What is the Gateway?

The Gateway is a specialized blockchain component (implemented as an Arbitrum rollup) responsible for managing:

  • Validation of encrypted inputs from users and applications.

  • Bridging of encrypted ciphertexts across different blockchains.

  • Decryption orchestration via KMS nodes.

  • Consensus enforcement among decentralized coprocessors.

  • Staking and reward distribution to operators participating in FHE computations.

It is designed to be trust-minimized: computations are independently verifiable, and no sensitive data or decryption keys are stored on the Gateway itself.

Responsibilities of the Gateway

Encrypted input validation

The Gateway ensures that encrypted values provided by users are well-formed and valid. It does this by:

  • Accepting encrypted inputs along with Zero-Knowledge Proofs of Knowledge (ZKPoKs).

  • Emitting verification events for coprocessors to validate.

  • Aggregating signatures from a majority of coprocessors to generate attestations, which can then be used on-chain as trusted external values.

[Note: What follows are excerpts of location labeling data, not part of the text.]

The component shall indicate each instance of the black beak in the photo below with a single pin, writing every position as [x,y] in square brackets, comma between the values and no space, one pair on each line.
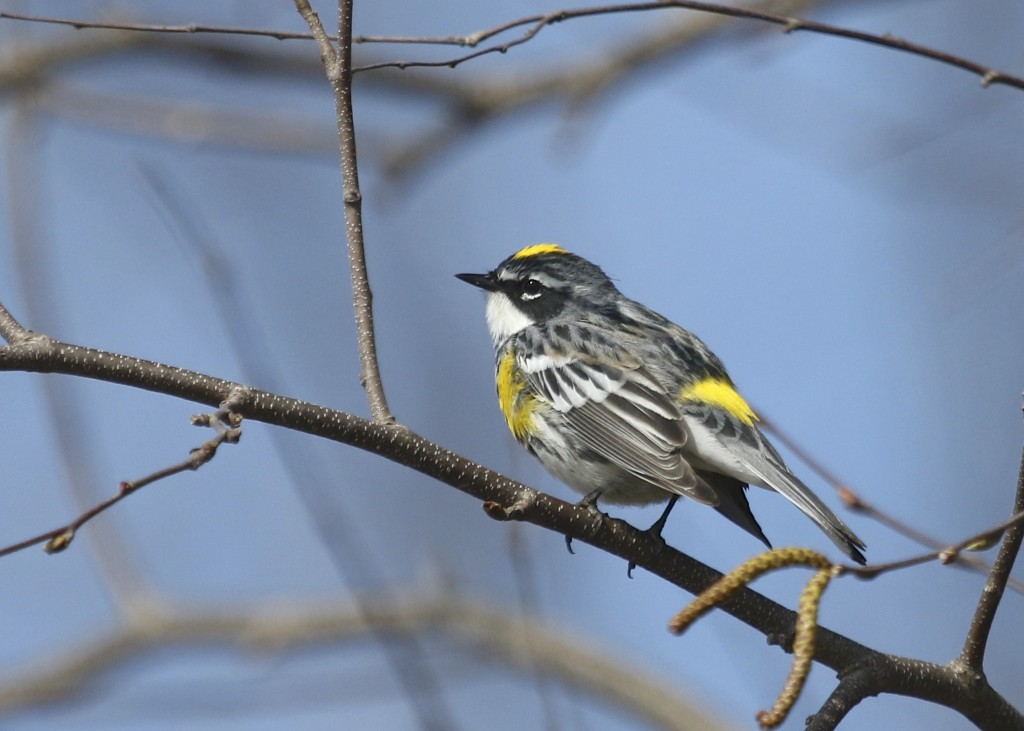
[484,282]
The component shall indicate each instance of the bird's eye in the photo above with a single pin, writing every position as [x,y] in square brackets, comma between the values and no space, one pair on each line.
[531,289]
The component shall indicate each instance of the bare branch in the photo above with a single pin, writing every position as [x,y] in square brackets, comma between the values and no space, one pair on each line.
[224,420]
[338,65]
[987,75]
[856,503]
[973,654]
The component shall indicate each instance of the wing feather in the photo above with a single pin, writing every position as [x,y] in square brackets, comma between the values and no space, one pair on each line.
[620,412]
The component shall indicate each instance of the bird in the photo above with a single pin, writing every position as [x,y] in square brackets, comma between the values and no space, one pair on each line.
[624,405]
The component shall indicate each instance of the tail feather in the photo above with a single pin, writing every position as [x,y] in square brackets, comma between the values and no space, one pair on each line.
[732,503]
[833,526]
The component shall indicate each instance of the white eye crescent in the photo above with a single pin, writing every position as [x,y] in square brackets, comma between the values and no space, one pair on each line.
[531,289]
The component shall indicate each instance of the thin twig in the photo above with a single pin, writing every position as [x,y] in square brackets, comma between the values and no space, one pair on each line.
[855,502]
[224,420]
[987,75]
[947,555]
[195,29]
[976,699]
[973,654]
[338,63]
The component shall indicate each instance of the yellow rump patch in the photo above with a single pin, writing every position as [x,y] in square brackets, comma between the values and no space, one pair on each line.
[721,393]
[516,405]
[539,249]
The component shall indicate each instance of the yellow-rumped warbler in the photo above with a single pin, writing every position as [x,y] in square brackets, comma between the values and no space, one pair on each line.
[623,404]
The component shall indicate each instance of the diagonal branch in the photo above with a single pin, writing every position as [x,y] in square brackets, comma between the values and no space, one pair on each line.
[969,693]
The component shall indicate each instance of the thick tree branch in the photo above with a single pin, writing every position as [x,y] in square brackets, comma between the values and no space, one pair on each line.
[505,499]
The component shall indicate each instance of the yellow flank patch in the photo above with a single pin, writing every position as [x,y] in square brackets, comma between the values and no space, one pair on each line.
[539,249]
[516,403]
[721,393]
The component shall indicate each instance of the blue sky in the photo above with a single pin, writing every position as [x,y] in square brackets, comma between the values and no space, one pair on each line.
[841,223]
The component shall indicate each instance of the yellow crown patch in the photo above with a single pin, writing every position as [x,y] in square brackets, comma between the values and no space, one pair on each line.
[539,249]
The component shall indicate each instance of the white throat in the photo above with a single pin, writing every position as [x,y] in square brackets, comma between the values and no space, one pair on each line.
[504,318]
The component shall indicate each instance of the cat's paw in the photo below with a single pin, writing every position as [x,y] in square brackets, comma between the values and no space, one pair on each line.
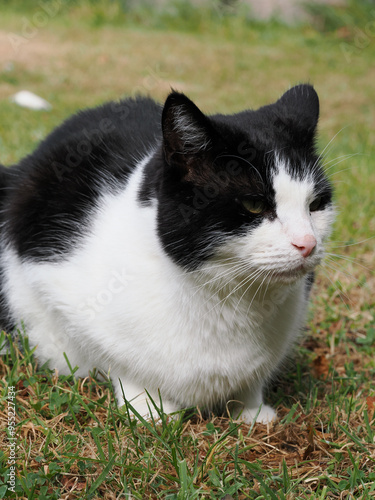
[264,415]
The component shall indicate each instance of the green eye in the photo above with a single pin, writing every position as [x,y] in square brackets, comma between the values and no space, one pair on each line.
[254,206]
[316,204]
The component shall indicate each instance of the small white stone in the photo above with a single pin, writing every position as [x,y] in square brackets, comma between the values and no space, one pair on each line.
[29,100]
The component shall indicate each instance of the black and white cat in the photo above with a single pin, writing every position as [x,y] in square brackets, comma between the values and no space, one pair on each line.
[170,249]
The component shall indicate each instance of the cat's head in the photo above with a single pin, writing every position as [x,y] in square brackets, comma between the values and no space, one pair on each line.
[247,187]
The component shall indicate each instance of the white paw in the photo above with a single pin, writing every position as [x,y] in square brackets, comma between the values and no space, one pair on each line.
[264,415]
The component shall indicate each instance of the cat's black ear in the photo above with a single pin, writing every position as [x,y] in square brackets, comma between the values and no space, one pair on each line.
[187,132]
[298,110]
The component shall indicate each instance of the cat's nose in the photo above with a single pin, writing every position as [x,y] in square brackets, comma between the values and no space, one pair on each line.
[305,244]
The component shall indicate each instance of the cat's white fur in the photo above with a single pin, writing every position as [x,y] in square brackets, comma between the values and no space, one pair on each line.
[118,303]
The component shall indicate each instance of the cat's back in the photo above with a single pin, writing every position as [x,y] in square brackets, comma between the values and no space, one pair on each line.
[52,193]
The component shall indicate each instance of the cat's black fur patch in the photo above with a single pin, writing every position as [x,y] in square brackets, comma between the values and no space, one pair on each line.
[200,170]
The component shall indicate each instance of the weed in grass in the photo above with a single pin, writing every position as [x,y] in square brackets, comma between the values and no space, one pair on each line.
[73,441]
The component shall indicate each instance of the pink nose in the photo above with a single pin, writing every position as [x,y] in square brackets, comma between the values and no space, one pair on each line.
[305,244]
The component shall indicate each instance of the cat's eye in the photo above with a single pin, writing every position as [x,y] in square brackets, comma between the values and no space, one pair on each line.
[316,204]
[255,206]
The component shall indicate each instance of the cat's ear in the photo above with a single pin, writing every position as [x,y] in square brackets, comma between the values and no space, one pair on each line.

Access Control coordination

The Gateway maintains a synchronized copy of Access Control Lists (ACLs) from host chains, enabling it to independently determine if decryption or computation rights should be granted for a ciphertext. This helps enforce:

  • Access permissions (allow)

  • Public decryption permissions (allowForDecryption)

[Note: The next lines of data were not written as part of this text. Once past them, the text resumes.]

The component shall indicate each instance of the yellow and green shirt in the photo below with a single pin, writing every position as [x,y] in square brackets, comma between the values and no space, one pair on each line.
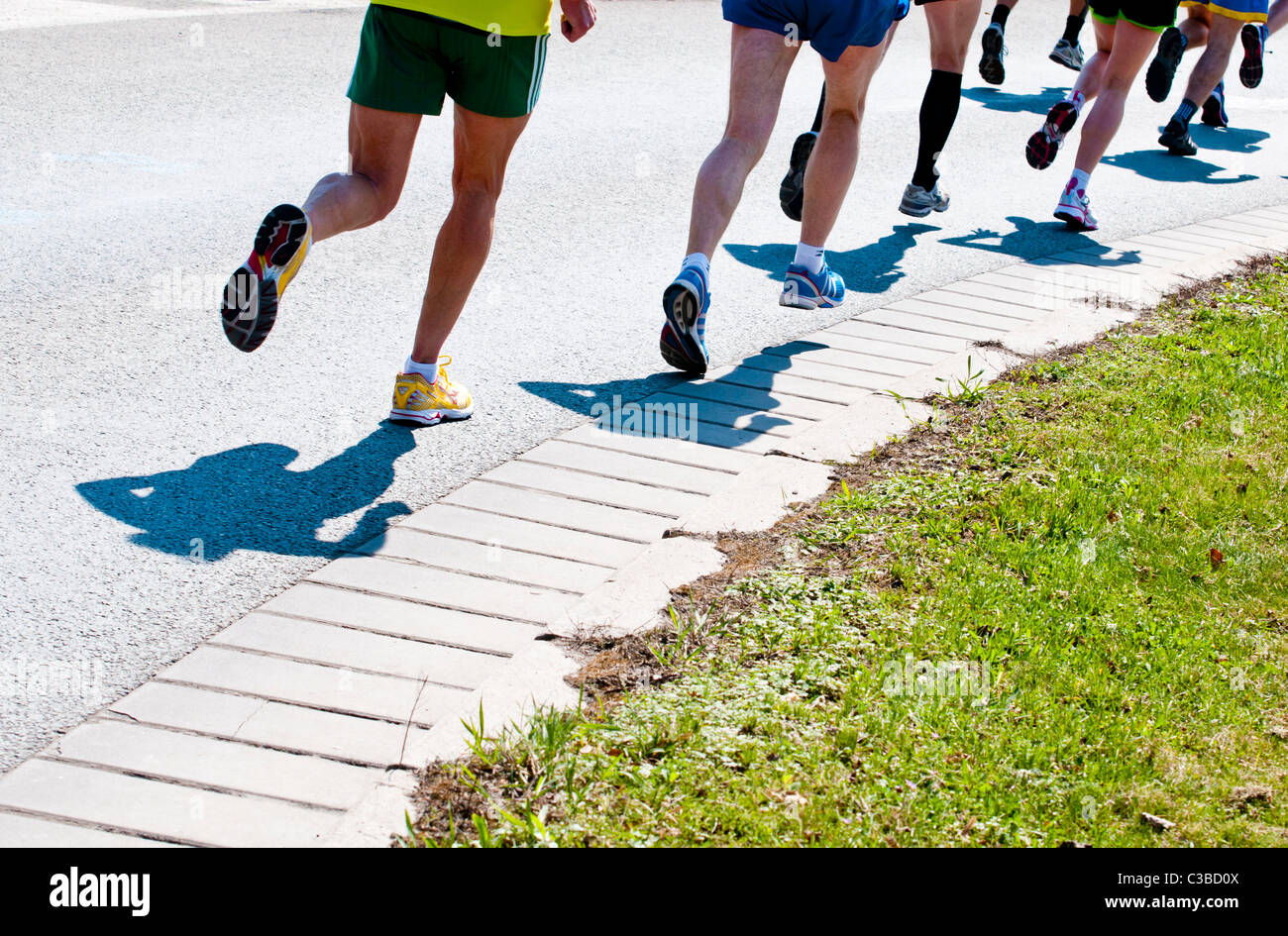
[507,17]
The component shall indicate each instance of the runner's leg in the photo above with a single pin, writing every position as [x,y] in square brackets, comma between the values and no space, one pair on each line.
[482,151]
[951,26]
[380,147]
[760,63]
[1128,51]
[831,167]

These ACL updates are replicated by coprocessors and pushed to the Gateway for verification and enforcement.

Decryption orchestration

When a smart contract or user requests the decryption of an encrypted value:

  1. The Gateway verifies ACL permissions.

  2. It then triggers the KMS to decrypt (either publicly or privately).

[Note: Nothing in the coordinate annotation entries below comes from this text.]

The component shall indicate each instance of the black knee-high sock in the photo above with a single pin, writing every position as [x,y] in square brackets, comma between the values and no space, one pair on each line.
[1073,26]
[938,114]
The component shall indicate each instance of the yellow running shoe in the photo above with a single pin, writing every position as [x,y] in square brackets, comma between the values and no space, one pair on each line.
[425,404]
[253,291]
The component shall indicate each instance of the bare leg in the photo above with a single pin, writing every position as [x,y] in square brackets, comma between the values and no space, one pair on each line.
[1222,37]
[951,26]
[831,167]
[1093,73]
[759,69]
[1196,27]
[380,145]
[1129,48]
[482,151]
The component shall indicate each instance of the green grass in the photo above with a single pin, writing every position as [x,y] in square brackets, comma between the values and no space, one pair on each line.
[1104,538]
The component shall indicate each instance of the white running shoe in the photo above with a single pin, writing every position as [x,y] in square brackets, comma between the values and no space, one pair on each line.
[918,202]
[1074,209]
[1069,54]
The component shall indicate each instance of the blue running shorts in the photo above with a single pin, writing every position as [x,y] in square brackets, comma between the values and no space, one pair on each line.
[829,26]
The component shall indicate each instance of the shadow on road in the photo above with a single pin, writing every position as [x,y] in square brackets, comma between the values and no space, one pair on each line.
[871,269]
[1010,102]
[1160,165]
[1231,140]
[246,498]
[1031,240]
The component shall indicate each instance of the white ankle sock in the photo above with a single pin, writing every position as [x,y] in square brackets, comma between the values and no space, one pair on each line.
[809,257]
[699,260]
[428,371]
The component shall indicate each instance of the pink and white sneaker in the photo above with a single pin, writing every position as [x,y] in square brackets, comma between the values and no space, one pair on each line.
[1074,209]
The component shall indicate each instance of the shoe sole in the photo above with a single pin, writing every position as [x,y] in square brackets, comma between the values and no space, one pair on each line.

  3. Once the KMS returns signed results, the Gateway emits events that can be picked up by an oracle (for smart contract decryption) or returned to the user (for private decryption).

This ensures asynchronous, secure, and auditable decryption without the Gateway itself knowing the plaintext.

Cross-chain bridging

The Gateway also handles bridging of encrypted handles between host chains. It:

  • Verifies access rights on the source chain using its ACL copy.

  • Requests the coprocessors to compute new handles for the target chain.

  • Collects signatures from coprocessors.

Issues attestations allowing these handles to be used on the destination chain.

Consensus and slashing enforcement

The Gateway enforces consensus across decentralized coprocessors and KMS nodes. If discrepancies occur:

  • Coprocessors must provide commitments to ciphertexts.

  • Fraudulent or incorrect behavior can be challenged and slashed.

  • Governance mechanisms can be triggered for off-chain verification when necessary.

Protocol administration

The Gateway runs smart contracts that administer:

  • Operator and participant registration (coprocessors, KMS nodes, host chains)

  • Key management and rotation

  • Bridging logic

  • Input validation and decryption workflows

Security and trust assumptions

The Gateway is designed to operate without requiring trust:

  • It does not perform any computation itself—it merely orchestrates and validates.

  • All actions are signed, and cryptographic verification is built into every step.

The protocol assumes no trust in the Gateway for security guarantees—it can be fully audited and replaced if necessary.